SCOTLAND’S most senior Catholic says the Pope’s visit to the UK will be tainted by the ‘church cover-up’ child sex-abuse scandal.
It has been reported in the past that the Pope played a leading role in a systematic cover-up of child sex abuse by Roman Catholic priests.
In 2001, while he was a Cardinal, he issued a secret Vatican edict to Catholic bishops all over the world, instructing them to put the Church’s interests ahead of child safety.
And, more recently, the Catholic Church has been rocked by fresh allegations from a Belgian commission looking into sexual abuse by Catholic clergy, which says it has received testimony from hundreds of victims.
The commission’s chairman Peter Adriaenssens said 488 witnesses came forward, most of them after the April resignation of a bishop for sexual abuse – which has set off a deep crisis within the Belgian church.
Cardinal O’Brien said he does not know if His Holiness will address the issue when he visits Scotland on Thursday, but if he does it will be to re-iterate his sincerest apology.
He said: “If he were to address it, it will be to reinforce how sorry he is for what has happened, but the volume of these crimes in Scotland is much less than in other countries.
“I think it will have some sort of effect on the visit, people will be thinking about the negative publicity.
“But we have got to work together now and combat the wrongs that have been done, and we must look to Pope Benedict as our leader in that.
“He has had to do that more than any other Pope – he is the only one to ever stand up and say ‘I’m sorry’ – and he has done it on behalf of his church leaders and members, and Bishops.
“The Catholic Church no longer tries to stand up on a pedestal – we have admitted our wrong doings, as well as making sure we safeguard for the future and make sure it never happens again.
“The way Pope Benedict handled it is the only way he could, he did not stand aloof, or hide behind his Cardinals, and he acted as a leader and came out with a sincere apology.”
Pope Benedict XVI is due to arrive at Edinburgh Airport on Thursday morning, before meeting the Queen and leading a parade down the city’s Princes Street.

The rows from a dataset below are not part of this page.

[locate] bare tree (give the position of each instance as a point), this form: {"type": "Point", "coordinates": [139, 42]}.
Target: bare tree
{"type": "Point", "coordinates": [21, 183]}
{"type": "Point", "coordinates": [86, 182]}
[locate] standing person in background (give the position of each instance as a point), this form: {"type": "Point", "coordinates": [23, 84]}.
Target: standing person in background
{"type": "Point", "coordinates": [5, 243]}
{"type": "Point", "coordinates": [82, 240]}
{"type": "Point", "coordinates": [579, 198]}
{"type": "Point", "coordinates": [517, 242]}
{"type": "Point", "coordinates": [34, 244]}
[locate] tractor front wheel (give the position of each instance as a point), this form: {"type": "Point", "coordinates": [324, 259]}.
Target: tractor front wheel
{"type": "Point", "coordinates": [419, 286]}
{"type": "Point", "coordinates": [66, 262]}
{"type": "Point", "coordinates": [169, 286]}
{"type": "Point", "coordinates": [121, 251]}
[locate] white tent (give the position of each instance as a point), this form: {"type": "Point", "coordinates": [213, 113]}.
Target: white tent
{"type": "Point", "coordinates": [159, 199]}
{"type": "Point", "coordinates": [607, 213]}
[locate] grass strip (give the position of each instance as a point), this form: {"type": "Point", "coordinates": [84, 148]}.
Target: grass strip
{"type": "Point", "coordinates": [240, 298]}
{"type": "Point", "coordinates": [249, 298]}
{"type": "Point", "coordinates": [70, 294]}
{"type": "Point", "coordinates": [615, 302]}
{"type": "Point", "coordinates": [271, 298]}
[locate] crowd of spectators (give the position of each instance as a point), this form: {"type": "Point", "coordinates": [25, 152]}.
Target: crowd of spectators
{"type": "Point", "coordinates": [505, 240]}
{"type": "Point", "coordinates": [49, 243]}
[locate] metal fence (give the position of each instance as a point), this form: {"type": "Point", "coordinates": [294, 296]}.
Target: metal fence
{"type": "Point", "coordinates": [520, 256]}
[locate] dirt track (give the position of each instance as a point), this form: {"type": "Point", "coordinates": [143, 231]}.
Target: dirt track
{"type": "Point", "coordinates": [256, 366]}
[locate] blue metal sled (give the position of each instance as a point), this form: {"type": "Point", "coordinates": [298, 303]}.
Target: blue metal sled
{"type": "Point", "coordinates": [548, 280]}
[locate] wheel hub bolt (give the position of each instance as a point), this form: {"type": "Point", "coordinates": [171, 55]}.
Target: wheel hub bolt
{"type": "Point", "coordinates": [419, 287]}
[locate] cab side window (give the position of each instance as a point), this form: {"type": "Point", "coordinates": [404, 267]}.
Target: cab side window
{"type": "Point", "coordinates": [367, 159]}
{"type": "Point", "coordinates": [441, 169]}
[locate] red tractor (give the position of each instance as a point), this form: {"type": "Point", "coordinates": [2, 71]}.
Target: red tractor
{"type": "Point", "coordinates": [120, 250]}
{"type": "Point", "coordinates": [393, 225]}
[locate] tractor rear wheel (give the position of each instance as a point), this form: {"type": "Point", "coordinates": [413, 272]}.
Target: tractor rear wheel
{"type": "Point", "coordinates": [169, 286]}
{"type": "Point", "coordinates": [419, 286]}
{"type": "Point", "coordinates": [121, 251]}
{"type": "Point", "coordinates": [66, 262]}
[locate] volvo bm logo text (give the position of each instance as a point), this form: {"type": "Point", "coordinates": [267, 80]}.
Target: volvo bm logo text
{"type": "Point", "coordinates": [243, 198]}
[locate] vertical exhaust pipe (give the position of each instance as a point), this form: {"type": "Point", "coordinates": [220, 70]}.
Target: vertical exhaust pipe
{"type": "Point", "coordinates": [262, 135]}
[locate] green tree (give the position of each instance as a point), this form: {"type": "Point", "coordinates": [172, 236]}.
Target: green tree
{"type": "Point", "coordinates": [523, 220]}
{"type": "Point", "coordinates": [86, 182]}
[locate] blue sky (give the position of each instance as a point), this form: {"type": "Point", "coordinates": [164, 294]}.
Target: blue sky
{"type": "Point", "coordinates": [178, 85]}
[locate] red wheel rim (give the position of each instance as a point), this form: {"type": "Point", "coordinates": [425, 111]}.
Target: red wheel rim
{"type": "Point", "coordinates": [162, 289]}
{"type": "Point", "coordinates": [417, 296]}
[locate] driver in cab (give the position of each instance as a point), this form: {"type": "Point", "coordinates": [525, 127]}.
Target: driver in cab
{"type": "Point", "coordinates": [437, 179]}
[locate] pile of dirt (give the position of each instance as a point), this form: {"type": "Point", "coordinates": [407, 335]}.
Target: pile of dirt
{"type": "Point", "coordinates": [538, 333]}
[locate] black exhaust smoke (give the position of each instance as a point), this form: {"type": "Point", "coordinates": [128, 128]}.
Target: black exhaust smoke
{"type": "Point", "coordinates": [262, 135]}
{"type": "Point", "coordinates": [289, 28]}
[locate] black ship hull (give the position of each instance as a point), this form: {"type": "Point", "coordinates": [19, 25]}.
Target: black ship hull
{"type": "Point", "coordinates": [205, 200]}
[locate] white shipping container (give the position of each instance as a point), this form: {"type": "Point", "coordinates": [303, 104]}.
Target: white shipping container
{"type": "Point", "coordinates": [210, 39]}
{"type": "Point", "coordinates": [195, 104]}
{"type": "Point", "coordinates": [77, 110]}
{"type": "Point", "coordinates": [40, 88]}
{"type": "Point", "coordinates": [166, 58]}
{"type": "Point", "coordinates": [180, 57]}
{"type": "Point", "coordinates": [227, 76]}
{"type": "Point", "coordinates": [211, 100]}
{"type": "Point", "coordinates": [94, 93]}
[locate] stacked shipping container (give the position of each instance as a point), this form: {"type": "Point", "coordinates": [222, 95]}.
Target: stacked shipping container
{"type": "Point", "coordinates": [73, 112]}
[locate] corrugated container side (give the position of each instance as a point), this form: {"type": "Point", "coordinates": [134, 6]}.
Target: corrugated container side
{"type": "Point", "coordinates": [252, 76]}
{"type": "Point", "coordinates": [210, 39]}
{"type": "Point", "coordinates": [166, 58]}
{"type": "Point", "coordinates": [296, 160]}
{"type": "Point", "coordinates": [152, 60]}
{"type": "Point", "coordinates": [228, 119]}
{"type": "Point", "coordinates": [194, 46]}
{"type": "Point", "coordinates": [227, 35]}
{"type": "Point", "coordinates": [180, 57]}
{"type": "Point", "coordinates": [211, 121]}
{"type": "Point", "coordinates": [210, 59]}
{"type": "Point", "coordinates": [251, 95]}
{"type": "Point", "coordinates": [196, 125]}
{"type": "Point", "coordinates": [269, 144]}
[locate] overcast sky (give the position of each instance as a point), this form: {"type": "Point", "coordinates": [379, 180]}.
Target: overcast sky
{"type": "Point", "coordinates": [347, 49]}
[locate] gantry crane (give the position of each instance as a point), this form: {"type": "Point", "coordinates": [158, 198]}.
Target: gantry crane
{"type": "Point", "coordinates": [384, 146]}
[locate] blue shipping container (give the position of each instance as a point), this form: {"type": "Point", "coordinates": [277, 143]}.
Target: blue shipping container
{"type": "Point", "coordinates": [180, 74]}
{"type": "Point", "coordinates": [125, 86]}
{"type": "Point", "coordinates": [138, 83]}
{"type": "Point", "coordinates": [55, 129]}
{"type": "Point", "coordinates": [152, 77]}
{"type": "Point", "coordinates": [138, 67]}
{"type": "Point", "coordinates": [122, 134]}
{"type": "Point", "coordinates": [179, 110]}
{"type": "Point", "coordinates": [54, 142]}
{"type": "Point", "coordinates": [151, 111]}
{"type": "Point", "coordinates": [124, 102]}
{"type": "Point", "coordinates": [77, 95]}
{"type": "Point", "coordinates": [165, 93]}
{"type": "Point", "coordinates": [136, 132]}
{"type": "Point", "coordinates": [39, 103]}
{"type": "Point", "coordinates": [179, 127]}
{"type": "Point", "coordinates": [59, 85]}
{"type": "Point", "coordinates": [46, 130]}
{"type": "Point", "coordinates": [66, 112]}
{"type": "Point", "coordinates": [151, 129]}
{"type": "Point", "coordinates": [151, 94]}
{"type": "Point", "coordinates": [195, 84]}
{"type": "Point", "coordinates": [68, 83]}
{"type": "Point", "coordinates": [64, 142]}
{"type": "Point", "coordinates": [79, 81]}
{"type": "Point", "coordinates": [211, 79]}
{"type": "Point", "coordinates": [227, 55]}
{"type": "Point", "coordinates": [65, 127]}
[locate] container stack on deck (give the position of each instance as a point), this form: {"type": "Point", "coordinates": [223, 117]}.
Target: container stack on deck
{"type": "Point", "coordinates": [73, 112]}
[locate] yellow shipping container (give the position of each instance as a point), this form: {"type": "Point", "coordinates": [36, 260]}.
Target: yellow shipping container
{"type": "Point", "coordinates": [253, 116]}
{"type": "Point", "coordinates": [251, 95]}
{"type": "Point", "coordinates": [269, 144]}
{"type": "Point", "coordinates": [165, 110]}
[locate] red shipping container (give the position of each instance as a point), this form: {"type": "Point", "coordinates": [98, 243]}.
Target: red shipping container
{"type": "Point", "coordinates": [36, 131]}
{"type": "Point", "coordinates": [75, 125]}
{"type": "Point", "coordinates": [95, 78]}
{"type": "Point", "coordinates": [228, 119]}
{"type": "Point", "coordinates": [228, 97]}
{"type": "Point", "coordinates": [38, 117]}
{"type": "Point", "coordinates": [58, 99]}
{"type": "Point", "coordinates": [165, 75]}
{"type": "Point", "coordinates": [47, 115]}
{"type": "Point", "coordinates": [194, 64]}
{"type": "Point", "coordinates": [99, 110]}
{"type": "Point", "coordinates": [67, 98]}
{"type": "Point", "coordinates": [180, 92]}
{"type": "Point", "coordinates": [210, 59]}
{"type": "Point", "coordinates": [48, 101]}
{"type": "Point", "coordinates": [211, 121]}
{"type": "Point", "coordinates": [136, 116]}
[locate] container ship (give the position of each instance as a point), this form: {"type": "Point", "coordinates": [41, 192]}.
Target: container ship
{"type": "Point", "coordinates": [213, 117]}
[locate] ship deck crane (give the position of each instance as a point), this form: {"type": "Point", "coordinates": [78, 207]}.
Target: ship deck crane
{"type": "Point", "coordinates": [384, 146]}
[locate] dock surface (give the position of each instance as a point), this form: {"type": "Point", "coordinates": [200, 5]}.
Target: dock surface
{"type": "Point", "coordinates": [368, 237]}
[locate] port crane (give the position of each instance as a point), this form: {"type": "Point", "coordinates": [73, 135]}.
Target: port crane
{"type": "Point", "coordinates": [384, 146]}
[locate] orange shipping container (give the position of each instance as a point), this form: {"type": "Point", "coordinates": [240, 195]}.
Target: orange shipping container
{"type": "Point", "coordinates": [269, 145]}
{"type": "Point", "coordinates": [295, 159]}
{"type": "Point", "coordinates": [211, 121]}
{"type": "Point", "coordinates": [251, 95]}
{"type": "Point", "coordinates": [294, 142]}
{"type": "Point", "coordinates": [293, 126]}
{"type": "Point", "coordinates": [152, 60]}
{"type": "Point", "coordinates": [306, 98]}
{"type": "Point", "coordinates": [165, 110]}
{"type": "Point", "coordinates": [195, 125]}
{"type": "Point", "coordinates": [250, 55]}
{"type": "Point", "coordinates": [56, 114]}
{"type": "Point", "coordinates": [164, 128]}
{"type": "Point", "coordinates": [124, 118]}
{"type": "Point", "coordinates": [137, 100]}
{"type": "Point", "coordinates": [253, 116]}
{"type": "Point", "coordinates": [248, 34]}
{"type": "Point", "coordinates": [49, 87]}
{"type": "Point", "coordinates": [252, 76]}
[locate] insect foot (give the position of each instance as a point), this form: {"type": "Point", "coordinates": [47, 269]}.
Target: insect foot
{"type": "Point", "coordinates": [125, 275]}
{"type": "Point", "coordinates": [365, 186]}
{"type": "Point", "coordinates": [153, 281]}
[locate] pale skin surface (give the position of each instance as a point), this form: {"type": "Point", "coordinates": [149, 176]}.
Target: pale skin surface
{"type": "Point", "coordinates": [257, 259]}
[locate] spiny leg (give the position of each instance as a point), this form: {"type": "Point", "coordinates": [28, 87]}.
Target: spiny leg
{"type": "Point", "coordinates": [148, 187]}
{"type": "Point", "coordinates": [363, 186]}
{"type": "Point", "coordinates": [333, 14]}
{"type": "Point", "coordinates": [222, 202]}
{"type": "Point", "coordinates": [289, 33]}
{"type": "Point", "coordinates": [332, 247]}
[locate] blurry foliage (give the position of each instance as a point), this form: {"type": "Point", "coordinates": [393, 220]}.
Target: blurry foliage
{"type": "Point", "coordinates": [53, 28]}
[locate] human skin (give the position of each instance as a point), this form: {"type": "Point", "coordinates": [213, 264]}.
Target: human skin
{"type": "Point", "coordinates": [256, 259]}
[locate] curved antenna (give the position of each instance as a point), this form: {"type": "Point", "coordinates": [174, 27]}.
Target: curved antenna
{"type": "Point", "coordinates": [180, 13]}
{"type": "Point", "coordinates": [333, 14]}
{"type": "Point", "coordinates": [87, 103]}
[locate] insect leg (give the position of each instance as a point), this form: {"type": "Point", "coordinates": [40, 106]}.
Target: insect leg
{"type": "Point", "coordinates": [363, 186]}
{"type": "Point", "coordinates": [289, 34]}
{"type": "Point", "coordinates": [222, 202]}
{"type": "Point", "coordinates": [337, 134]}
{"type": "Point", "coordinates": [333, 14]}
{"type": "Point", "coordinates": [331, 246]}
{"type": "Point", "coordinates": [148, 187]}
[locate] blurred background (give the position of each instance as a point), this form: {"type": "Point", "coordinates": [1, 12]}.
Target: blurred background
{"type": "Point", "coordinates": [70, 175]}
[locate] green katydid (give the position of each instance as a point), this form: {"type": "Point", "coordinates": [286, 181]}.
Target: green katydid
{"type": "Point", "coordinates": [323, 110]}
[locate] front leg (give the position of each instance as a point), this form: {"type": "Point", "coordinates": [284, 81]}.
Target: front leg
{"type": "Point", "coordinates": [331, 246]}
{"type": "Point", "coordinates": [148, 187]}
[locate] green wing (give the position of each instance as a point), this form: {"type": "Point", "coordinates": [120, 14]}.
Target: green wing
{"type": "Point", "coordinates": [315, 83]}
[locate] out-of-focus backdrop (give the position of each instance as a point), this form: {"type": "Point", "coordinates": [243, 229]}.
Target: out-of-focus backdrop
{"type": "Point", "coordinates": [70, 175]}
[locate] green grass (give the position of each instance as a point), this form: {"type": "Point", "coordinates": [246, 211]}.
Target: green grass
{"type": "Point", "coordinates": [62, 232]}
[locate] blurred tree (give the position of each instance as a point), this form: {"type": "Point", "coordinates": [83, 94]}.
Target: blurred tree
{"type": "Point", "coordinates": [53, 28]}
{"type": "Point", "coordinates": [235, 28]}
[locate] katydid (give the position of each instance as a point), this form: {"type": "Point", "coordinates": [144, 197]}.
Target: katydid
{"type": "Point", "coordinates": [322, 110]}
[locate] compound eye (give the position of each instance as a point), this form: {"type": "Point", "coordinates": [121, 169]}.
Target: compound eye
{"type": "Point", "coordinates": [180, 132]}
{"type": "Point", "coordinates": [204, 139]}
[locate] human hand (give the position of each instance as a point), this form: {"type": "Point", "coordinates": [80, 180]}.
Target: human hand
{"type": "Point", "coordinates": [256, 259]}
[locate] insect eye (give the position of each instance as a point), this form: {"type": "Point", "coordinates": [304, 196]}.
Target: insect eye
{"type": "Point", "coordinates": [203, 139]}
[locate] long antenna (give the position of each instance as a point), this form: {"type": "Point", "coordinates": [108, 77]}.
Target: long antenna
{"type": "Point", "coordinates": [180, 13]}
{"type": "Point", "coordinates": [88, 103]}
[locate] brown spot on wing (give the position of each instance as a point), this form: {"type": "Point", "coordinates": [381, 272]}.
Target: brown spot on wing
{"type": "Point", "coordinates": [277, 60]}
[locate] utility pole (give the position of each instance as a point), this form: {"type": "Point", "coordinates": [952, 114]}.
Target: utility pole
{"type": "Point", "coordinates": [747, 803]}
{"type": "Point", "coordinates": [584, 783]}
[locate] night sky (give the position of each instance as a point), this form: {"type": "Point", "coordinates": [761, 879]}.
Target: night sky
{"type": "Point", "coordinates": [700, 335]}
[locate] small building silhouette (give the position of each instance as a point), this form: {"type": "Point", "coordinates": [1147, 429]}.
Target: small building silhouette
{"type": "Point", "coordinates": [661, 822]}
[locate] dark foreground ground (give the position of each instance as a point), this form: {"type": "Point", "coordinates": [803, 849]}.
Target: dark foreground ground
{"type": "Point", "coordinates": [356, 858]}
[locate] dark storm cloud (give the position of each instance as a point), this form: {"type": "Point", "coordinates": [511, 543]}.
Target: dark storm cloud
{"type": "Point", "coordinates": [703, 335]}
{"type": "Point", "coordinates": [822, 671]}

From there he will make his way to Glasgow to hold an open-air Mass ceremony, with a crowd of up to 100,000 people expected.
Cardinal O’Brien added that during a series of recent trips around Scotland, the issue surrounding the scandal has barely been mentioned.
He said: “While it obviously will have an effect, no I don’t think it will overshadow the greater meaning of the visit – to unite people in their faith and to bring people of all faiths together.
“Going round Scotland over the past few weeks, no one has really mentioned it to me – anyone I speak to is excited and looking forward to such an important event, not only for Roman Catholics but for the whole of Scotland.
“All I can say is yes we did get it wrong in the past, but we must now make sure it never ever happens again.”